Oh but I wanted to love this book so badly you don't even know.

Eleanor and Park is one of my favourite love stories; Fangirl made me so happy; Landline is a freaking delight of a book; and let's not even get started on Carry On and Wayward Son. I had ridic high hopes for this. So high in fact, that I don't even know why it took me so long to read it and now I am sad that I did because my hopes have been dashed.

Here's the thing. Rainbow Rowell is a good writer, that is a fact that remains. This book is well written, it's set in 1999 which is fantastic because Rowell does this kind of setting so well and there's a certain kind of nostalgia about reading about that time that I am so here for - we're so fully immersed in the internet now that it's hard to remember life before it and this book is a lush little reminder. Also, her characterisation, as always is really really good. Jennifer and Beth, the two female leads in this book are glorious because they are funny and honest and emotional and they feel real. My best friend and I have exchanged emails that are so similar to the emails Jennifer and Beth have exchanged; these two characters felt relatable to, like people you recognise, could be friends with, could be, and that's always always a thing I've loved about Rowell's writing, the way she makes you feel that way about her characters.
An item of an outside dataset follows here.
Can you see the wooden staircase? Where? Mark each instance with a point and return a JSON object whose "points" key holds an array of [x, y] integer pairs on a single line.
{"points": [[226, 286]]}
Jennifer and Beth's story is funny and engaging and I liked it, but sadly that story alone is not enough to make this book onto the 5 star shelf with Rowell's other work.

Because Lincoln.

Lincoln is the 'romantic' lead, inverted commas required. The nerdy IT guy who's job it is to read any emails that are flagged up at the company the girls work for, and if need be, issue a warning. Basically it's to stop people using the company email for personal use, or like you know, sharing confidential information pertaining to the business (which is a newspaper but that is by the by). Jennifer and Beth's emails get flagged up a lot as you would expect in 1999 when people used work email instead of Whatsapp but he doesn't warn them that their emails are going to him and that they're breaking protocol and to stop, like he should, because they seem nice and their emails are interesting and he's becoming invested in their lives because he's reading their emails oh and also he thinks he's falling for one of them.
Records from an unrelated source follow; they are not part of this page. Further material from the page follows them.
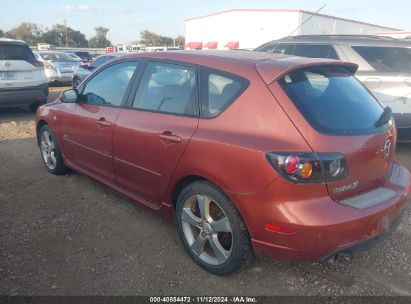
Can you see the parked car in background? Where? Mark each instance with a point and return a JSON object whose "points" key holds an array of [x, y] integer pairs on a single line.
{"points": [[74, 56], [85, 56], [59, 66], [84, 70], [22, 78], [384, 66], [285, 157]]}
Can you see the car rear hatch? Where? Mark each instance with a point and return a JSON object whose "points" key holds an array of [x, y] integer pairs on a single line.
{"points": [[17, 65], [336, 114]]}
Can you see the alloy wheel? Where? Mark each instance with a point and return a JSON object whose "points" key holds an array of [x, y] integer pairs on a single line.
{"points": [[207, 229]]}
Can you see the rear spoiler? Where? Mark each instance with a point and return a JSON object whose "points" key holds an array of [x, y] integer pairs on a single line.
{"points": [[273, 69]]}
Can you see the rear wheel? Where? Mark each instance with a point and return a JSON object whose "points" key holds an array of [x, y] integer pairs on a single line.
{"points": [[50, 152], [211, 229]]}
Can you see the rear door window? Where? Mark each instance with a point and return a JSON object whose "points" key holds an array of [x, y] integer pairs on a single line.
{"points": [[9, 51], [219, 90], [333, 101], [315, 51], [386, 59], [108, 87], [167, 88]]}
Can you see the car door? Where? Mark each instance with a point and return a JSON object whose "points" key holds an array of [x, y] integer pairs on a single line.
{"points": [[88, 126], [152, 134]]}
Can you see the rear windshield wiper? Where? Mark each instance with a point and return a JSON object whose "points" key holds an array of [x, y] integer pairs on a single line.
{"points": [[384, 118]]}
And therein lies my problem with him falling for this girl, he is reading her emails. 
And she doesn't know.
She assumes he isn't because she knows that if if hrrr emails raised any red flags then she'd be warned about it, and she hasn't been warned about it which can only mean her emails aren't being read and so these two chat to each other as though they're just chatting to each other sharing all kinds of things meant only for each other and all the while some dude is abusing his position and sitting there in the dead of night and reading their emails and it is not cool.
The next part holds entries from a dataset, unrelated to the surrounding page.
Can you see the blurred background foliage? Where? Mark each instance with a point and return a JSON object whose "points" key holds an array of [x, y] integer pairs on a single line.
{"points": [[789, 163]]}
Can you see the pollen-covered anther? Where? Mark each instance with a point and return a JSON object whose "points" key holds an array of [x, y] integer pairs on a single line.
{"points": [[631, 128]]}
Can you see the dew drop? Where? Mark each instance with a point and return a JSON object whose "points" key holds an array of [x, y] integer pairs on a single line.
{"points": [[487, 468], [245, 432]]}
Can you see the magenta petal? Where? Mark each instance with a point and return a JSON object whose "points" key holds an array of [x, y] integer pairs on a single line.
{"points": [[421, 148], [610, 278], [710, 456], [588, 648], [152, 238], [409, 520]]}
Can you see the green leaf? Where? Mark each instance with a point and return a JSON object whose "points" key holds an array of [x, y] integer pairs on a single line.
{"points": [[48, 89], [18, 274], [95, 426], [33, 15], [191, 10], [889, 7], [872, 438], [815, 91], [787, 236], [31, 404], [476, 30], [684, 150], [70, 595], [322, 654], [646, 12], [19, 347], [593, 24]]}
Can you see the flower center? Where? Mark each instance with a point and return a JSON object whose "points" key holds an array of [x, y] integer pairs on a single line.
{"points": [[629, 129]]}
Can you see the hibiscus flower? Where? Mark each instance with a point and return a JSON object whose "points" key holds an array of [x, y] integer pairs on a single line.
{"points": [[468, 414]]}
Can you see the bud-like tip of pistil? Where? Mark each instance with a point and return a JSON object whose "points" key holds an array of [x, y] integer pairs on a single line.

I have issues with invasion of privacy like that, you'll have to forgive me, but it's creepy.

At one point he goes into her cubicle and noses around, looking at photos and personal stuff and it's creepy.

He starts going to her boyfriend's concerts and at one point comments on how he's spending more time with her boyfriend than she is and it's creepy.

At another point he's reading these emails and getting angry because how can she have this life and find this other guy attractive because what about him he was standing right there . Well, Lincoln, she can, because she doesn't know you because you are reading her emails and she doesn't know and it is very very creepy.

It's a little bit Joe Goldberg from You but without the soundproof glass cage and the killing.



This is not a love story. This is weird obsessive creepy behaviour and if some guy told me he'd been reading my emails for months without me knowing and also following me around and bit and hey let'skiss I would not kiss him. I would run for the hills. Not up them, but for them. Beth does not run anyway away from Lincoln, she runs to him: Beth falls in love with Lincoln too (based might I add, entirely on his appearance, which makes her shallower than I wanted her to be. Sigh).

I just, I am saddened because I love Rainbow Rowell, and I love Jennifer and Beth, but this book, overall, despite being a really easy well-written read, is a nope. I just cannot see the romance in anything Lincoln did and I do not feel that this is the healthy beginning to any relationship and it just made me feel really weird.